The arrangement is that, when needed due to high-demand booking, the unsold private villas can be called into play by the resort. In effect, they are a kind of reserve-pool of luxury accommodation. But it’s more diverse than that. At the moment, none of the private villas have owners that are actually resident. They all tend to stay for a month or so at a time, perhaps once or twice a year. The rest of the time their villas remain empty – except, in actual fact, they don’t!


“These are some of the most delightful and luxurious villas anywhere,” explained James Knowles, the Vice President of Sales & Marketing for the Minor International group that owns and manages the resort. “They’re world-quality getaway homes that are at the top end of the international market. And they’re all lavishly furnished as standard. But what’s so appealing about them is the layout and décor. They’re on several split levels and with detached-but-linked bedrooms, and everything around is intensively landscaped. The overall ambiance is elegant and laid-back. And they’re each knitted-into the resort. On arrangement with the owners, the resort can draw on this ‘pool’ of additional accommodation. It provides an extra income for the owners, if they wish, and also adds an extra dimension to the resort.”


It’s a kind of mutually-beneficial symbiotic relationship that appeals to owners and management alike. Four Seasons frequently has bookings via its global database for excess of its capacity, and has many of its regular guests alternating between one Four Seasons resort and another on their frequent getaways. Several travel to Thailand in their own private jets, and one or two weren’t quite sure of Samui’s location until they actually got here, such is the total confidence Four Seasons’ guests have in the brand!

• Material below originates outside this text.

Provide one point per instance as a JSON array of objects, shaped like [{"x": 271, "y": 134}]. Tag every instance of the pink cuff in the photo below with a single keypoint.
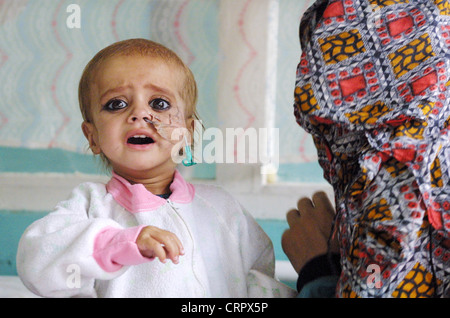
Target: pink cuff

But what if you own one of the villas and don’t fancy the idea of a procession of faceless jet-setters being in your ‘home’ for months at a time? “Well that’s no problem; you can let out just parts of your villa and close off private sections. All of the villas are on a split-level and have a central ‘living’ area with each of the bedrooms being detached across the levels. As well as the villa’s main infinity pool, every one of the big master bedrooms also has its own plunge pool. Which means that, if you wish, you can lease-out just your master bedroom independently of the rest.


Bill Bensley designed the layout so that each villa is individual, faces a different direction according to the view and can’t be overlooked by its neighbours. The style is modern contemporary Thai, and the décor is simple-yet-bold and is dotted with rustic artefacts and antiques that perfectly complement the high-tech flat-screen TVs, top-end stereos with i-pod docking, kitchen, sauna and other cutting-edge fittings. And the materials used are all top-end, too, from the one-inch thick teak cladding to the 2-inch hardwood pool decks. This is absolute luxury, both inside and out.


And the final word goes to James Knowles. “Phuket has topped-out now and it’s Samui that’s once again on the up. These are the most luxurious and costly properties on the island, but they bring in a proportional return and represent hassle-free home ownership on a super-luxury scale.”